Only White Lives Matter is the ideology of white supremacy, including Nazis, the Ku Klux Klan, and Vanguard America, whose slogan is “Blood and Soil.” These are the people who organized the armed rally in Charlottesville.

But we should not permit our concern about white supremacists to blind us to another, and perhaps more common, reading of White Lives Matter. For many, this is a claim that white lives matter too.

Many white people perceive themselves to be living in a world where groups of all sorts get affirmative action while white lives and struggles are ignored or dismissed. Some, without denying that black lives matter, may be sympathetic to, or at least interested in, White Lives Matter (Too). Banning a White Lives Matter rally reinforces their sense of group victimization.

So how should colleges respond to plans for a White Lives Matter rally? They can of course deny or cancel any event that is intended to be violent. But if the threat of violence arises from the possibility of potentially violent counterdemonstrators, then to cancel the event is to give in to a “heckler’s veto.”

Once it becomes clear that speech can be silenced by a sufficient show of likely violence, moreover, there may be threats to all sorts of speech deemed objectionable. The heckler’s veto may come back to haunt in unexpected scenarios. Ultimately, white supremacists may be among the most successful in shutting down events they dislike by mustering credible threats of violence.

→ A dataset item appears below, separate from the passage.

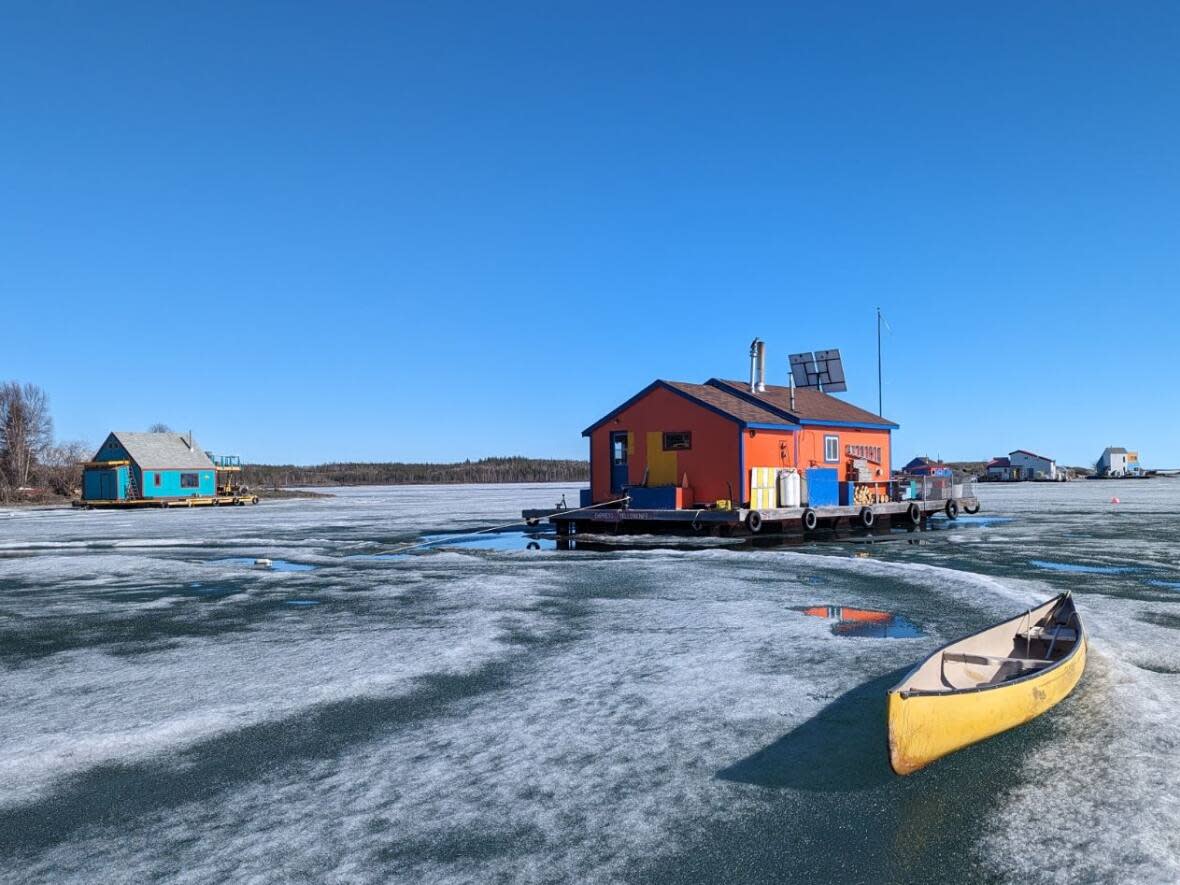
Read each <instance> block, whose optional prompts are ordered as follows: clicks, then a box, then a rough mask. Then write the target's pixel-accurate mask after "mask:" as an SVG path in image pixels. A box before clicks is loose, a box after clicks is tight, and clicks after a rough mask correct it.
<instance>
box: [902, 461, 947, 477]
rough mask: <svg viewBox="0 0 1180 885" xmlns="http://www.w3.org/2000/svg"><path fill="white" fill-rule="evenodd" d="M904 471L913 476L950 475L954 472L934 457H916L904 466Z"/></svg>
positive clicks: (932, 476) (918, 476) (903, 469)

Maintaining both physical safety and intellectual freedom for all may be the top challenge of the coming academic year. Regardless of who the heckler may be, the heckler’s veto must not prevail. Colleges must ensure they have plans, procedures, and sufficient security to protect controversial speech and those who wish to hear it. We cannot permit threats of force and fears of violence to dictate what can be said on college campuses.